Arbitrarily complex records. The internal data format is a structured format conceptually similar to XML or GRS-1, which allows lists, nested structured data elements and variant forms of data.
Robust updating - records can be added and deleted ``on the fly'' without rebuilding the index from scratch. Records can be safely updated even while users are accessing the server. The update procedure is tolerant to crashes or hard interrupts during database updating - data can be reconstructed following a crash.
Configurable to understand many input formats. A system of input filters driven by regular expressions allows most ASCII-based data formats to be easily processed. SGML, XML, ISO2709 (MARC), and raw text are also supported.
Searching supports a powerful combination of boolean queries as well as relevance-ranking (free-text) queries. Truncation, masking, full regular expression matching and "approximate matching" (eg. spelling mistakes) are all handled.
Index-only databases: data can be, and usually is, imported into Zebra's own storage, but Zebra can also refer to external files, building and maintaining indexes of "live" collections.
Zebra is written in portable C, so it runs on most Unix-like systems
as well as Windows (NT/2000/2003). A binary distribution for Windows
is available at
http://ftp.indexdata.com/pub/zebra/win32/,
and pre-built packages are available for
GNU/Debian Linux
at
http://ftp.indexdata.com/pub/zebra/debian/.
Z39.50 protocol support:
Protocol facilities: Init, Search, Present (retrieval), Segmentation (support for very large records), Delete, Scan (index browsing), Sort, Close and support for the ``update'' Extended Service to add or replace an existing XML record.

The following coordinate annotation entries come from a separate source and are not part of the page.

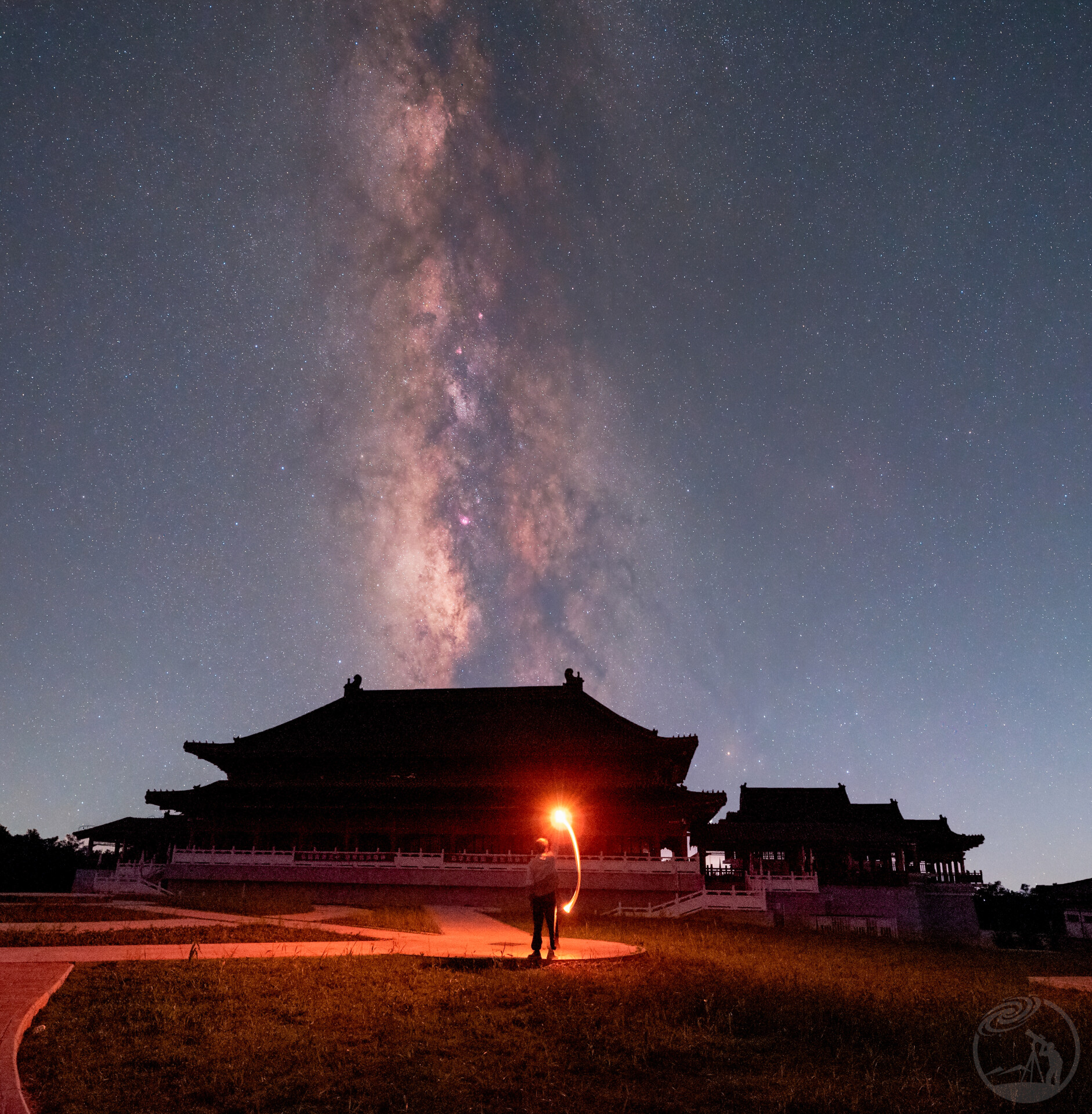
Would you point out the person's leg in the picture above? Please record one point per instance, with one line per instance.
(537, 913)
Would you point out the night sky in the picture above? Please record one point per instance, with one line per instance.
(737, 357)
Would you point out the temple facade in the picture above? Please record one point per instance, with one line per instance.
(460, 771)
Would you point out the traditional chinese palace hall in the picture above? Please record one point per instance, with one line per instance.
(455, 770)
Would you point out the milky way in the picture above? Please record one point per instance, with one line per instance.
(490, 500)
(735, 356)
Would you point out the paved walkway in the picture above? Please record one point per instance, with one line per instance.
(25, 989)
(464, 934)
(28, 976)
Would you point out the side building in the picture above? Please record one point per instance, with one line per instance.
(826, 863)
(782, 831)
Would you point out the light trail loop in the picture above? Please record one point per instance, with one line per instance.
(563, 819)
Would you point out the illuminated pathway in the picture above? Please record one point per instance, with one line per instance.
(464, 934)
(31, 975)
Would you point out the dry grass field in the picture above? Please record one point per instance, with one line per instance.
(713, 1018)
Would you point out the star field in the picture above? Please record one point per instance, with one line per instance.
(739, 359)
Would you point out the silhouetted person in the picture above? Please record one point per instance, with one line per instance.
(1053, 1065)
(542, 884)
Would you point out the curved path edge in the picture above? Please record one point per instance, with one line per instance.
(25, 989)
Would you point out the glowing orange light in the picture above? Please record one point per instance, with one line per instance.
(563, 818)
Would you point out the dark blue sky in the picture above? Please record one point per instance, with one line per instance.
(738, 359)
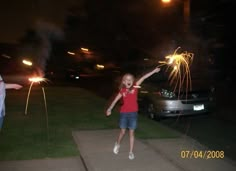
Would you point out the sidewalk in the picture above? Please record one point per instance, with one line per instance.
(150, 155)
(62, 164)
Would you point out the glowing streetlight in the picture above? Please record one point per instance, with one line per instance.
(71, 53)
(27, 62)
(166, 1)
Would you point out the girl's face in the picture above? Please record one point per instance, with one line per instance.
(128, 81)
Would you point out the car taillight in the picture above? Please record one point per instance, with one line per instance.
(167, 94)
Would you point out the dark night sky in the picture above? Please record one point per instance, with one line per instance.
(17, 16)
(137, 16)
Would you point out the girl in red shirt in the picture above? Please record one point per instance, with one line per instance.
(129, 108)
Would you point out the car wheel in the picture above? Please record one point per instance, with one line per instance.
(151, 111)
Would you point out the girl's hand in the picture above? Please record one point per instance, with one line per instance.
(16, 86)
(108, 112)
(157, 69)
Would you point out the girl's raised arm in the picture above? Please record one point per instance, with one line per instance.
(145, 76)
(108, 112)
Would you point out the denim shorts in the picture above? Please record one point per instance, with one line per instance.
(128, 120)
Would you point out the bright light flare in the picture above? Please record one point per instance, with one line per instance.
(71, 53)
(84, 49)
(37, 79)
(27, 62)
(166, 1)
(100, 67)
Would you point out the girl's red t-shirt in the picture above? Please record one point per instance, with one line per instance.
(129, 98)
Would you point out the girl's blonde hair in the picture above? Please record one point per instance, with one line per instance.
(123, 78)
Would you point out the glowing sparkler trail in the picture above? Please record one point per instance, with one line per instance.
(180, 73)
(34, 80)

Piggy-backed presents are honored in the search request - that is, a subset of the found records can be returned directly with a search response, enabling search and retrieval to happen in a single round-trip.

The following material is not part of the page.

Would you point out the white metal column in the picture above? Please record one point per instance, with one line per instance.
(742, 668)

Named result sets are supported.
Easily configured to support different application profiles, with tables for attribute sets, tag sets, and abstract syntaxes. Additional tables control facilities such as element mappings to different schema (eg., GILS-to-USMARC).

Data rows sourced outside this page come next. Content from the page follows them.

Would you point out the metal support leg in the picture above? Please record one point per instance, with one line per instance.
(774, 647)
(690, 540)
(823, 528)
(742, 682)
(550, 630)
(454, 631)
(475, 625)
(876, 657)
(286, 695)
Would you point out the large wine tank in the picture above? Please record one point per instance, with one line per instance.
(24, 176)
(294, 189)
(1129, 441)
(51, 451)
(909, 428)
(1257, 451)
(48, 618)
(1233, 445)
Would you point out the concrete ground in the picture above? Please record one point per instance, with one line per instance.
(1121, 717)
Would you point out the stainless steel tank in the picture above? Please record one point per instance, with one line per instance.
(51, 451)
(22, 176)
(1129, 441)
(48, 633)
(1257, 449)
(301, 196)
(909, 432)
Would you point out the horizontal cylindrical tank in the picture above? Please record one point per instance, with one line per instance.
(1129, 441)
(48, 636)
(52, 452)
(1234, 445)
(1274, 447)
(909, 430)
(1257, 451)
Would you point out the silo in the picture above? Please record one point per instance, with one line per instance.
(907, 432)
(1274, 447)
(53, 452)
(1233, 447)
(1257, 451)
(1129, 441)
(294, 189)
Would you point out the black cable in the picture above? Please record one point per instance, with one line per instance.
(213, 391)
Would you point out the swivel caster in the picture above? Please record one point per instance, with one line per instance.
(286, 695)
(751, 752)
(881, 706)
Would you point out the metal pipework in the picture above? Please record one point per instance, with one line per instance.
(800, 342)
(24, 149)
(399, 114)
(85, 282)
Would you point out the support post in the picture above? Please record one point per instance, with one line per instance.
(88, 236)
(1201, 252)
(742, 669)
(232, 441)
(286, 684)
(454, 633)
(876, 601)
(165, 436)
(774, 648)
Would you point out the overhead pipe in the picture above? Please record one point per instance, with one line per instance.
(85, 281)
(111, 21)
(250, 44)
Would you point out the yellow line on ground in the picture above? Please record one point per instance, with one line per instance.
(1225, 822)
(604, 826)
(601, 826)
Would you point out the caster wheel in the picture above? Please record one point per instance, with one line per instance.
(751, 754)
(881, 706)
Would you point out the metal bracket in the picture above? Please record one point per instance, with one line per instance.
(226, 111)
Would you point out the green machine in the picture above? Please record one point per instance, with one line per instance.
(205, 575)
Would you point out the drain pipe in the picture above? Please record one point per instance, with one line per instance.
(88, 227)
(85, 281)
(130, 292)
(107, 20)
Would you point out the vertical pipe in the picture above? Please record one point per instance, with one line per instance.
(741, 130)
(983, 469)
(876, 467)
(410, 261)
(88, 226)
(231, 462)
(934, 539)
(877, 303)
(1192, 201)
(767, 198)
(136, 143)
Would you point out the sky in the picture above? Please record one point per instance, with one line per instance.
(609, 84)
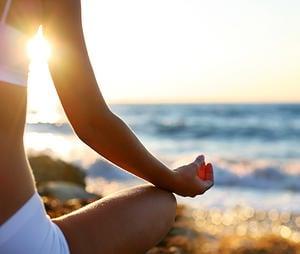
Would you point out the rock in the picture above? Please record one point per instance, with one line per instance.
(47, 169)
(64, 191)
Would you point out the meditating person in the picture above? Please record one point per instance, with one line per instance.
(127, 222)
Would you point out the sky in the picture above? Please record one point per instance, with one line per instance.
(191, 50)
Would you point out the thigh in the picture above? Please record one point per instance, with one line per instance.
(128, 222)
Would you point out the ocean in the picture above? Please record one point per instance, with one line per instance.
(255, 149)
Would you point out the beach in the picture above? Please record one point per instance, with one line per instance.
(255, 151)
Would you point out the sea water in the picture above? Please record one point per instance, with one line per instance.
(255, 149)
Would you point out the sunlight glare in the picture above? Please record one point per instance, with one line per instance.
(38, 48)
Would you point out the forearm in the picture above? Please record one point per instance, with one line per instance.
(115, 141)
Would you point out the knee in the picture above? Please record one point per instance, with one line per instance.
(162, 202)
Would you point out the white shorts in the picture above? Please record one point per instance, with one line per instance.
(31, 231)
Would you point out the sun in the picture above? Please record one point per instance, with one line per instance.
(38, 48)
(42, 98)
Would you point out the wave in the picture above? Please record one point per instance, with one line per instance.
(226, 122)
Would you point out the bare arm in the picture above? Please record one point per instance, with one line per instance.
(83, 102)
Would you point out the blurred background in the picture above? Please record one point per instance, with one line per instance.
(219, 78)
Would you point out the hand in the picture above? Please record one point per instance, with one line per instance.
(193, 179)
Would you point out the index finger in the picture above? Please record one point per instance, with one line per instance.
(209, 172)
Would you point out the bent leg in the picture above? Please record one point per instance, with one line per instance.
(128, 222)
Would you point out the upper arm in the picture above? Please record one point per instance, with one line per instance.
(69, 64)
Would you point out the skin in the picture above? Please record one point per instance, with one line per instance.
(131, 221)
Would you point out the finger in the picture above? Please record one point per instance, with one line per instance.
(201, 172)
(209, 172)
(200, 160)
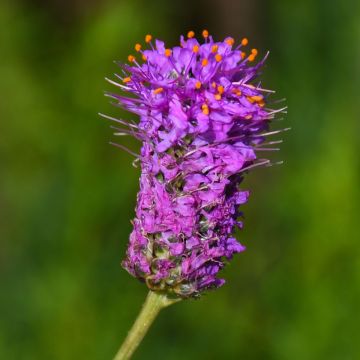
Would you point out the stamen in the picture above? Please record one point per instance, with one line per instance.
(251, 57)
(230, 41)
(236, 91)
(205, 109)
(244, 41)
(214, 48)
(257, 98)
(196, 49)
(158, 90)
(204, 62)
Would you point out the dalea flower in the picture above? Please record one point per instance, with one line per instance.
(203, 121)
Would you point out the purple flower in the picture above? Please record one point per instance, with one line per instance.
(203, 121)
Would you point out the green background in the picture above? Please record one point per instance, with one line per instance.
(67, 197)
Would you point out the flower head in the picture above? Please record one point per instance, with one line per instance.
(202, 122)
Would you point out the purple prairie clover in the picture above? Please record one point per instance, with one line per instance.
(202, 122)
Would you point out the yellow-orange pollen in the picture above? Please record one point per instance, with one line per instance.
(205, 34)
(255, 99)
(237, 92)
(230, 41)
(205, 109)
(218, 57)
(244, 41)
(158, 91)
(214, 48)
(253, 54)
(220, 89)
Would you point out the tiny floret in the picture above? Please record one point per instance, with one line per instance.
(203, 121)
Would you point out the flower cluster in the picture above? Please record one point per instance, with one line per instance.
(202, 122)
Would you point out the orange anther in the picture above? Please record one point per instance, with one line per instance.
(205, 109)
(257, 98)
(214, 48)
(158, 90)
(230, 41)
(218, 57)
(196, 49)
(244, 41)
(251, 57)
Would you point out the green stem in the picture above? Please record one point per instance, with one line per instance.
(151, 308)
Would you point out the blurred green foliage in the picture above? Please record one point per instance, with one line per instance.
(66, 196)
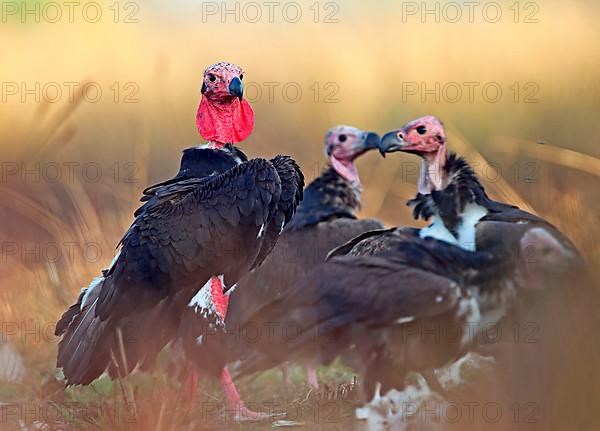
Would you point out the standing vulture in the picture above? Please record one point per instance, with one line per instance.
(450, 194)
(388, 296)
(194, 236)
(392, 302)
(325, 219)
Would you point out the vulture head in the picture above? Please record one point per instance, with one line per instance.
(425, 137)
(224, 116)
(343, 144)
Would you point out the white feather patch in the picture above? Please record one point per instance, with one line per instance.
(202, 301)
(466, 231)
(438, 231)
(95, 284)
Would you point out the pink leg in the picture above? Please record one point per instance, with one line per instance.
(191, 388)
(311, 375)
(234, 402)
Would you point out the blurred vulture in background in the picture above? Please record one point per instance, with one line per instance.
(194, 235)
(325, 219)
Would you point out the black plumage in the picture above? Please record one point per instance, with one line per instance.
(202, 223)
(364, 302)
(325, 219)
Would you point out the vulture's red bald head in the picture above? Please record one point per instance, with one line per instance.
(343, 144)
(424, 136)
(224, 116)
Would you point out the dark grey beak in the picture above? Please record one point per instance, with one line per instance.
(391, 142)
(236, 88)
(369, 141)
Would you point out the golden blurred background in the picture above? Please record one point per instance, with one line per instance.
(74, 164)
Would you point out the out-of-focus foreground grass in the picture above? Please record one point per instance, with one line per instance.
(72, 170)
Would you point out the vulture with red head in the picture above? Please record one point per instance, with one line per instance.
(389, 297)
(193, 237)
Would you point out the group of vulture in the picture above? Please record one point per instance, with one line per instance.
(232, 244)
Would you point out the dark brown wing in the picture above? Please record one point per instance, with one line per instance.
(176, 243)
(368, 291)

Complex composition specifications using Espec-1 (partial support). Element sets are defined using the Espec-1 capability, and are specified in configuration files as simple element requests (and, optionally, variant requests).
Multiple record syntaxes for data retrieval: GRS-1, SUTRS, XML, ISO2709 (MARC), etc. Records can be mapped between record syntaxes and schemas on the fly.
SRU Web Service support:
The protocol operations explain
,
searchRetrieve
and scan
are supported.
CQL to internal query model RPN conversion is supported.
Multiple XML record formats
for data retrieval are supported, modelled over the GRS-1, SUTRS,
MARC record formats. Records can be mapped between record
schemas on the fly. Arbitrarily complex XSLT transformations
can be applied during record retrieval if one uses the
alvis
filter module.
Extended RPN queries for search/retrieve and scan are supported, for controlling approximate hit counts, etc.